Your attitude toward time probably influences your perception of whether you have enough of it. For example, if you say, “Oh, I never have enough time,” then you probably won’t. But if you say, “I’m going to start having enough time,” then you might — because you’re going to stay focused on getting results.
Here are some ways to get those results:
Create time-saving ideas. Make an action plan to deal with time-stealers such as texts, emails, people, social media and phone notifications. For example, your action plan might be as simple as turning off notifications on your phone.
Write things down. You’re more likely to remember something if you take the physical act of writing it down, whether it’s in your calendar or in a priority note.
Delegate. Not only will delegating save you hours of time, it will provide you with the perfect opportunity to train people and make them feel valued.
Use the 80/20 rule. The trick is to prioritize. By spending 20% of your time focusing on efforts that will achieve 80% of results, you’ll be ahead of schedule and can get more tasks accomplished. The same goes for your team.
We hear a lot about team building these days, but why is it so important?

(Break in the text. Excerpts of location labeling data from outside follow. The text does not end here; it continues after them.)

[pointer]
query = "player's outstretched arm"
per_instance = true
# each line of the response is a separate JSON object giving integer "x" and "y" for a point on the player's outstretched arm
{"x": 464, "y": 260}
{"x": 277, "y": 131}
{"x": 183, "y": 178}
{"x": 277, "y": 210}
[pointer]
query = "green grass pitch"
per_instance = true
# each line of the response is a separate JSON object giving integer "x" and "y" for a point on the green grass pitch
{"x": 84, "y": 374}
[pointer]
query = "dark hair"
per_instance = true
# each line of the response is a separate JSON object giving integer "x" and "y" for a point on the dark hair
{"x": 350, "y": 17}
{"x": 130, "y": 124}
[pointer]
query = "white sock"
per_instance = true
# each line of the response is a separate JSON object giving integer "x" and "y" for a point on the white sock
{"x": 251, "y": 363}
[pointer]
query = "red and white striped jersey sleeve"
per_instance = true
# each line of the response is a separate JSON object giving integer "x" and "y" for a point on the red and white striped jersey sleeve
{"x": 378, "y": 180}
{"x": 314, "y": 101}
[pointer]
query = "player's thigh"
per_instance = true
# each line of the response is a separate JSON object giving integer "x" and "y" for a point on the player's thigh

First of all, creating a team automatically provides you with more resources. After all, you only know what you know. But when you’re part of a team, you can take advantage of what the other members know — which is a critical factor in problem-solving, productivity and efficiency. As the old saying goes, “Many hands make light work.”
Plus, teams are great for motivation. Members stimulate and inspire each other.
However, for a team to be able to make decisions and come to a consensus, its members need to follow some simple guidelines, including respecting others, being open minded, providing honest feedback, and practicing patience.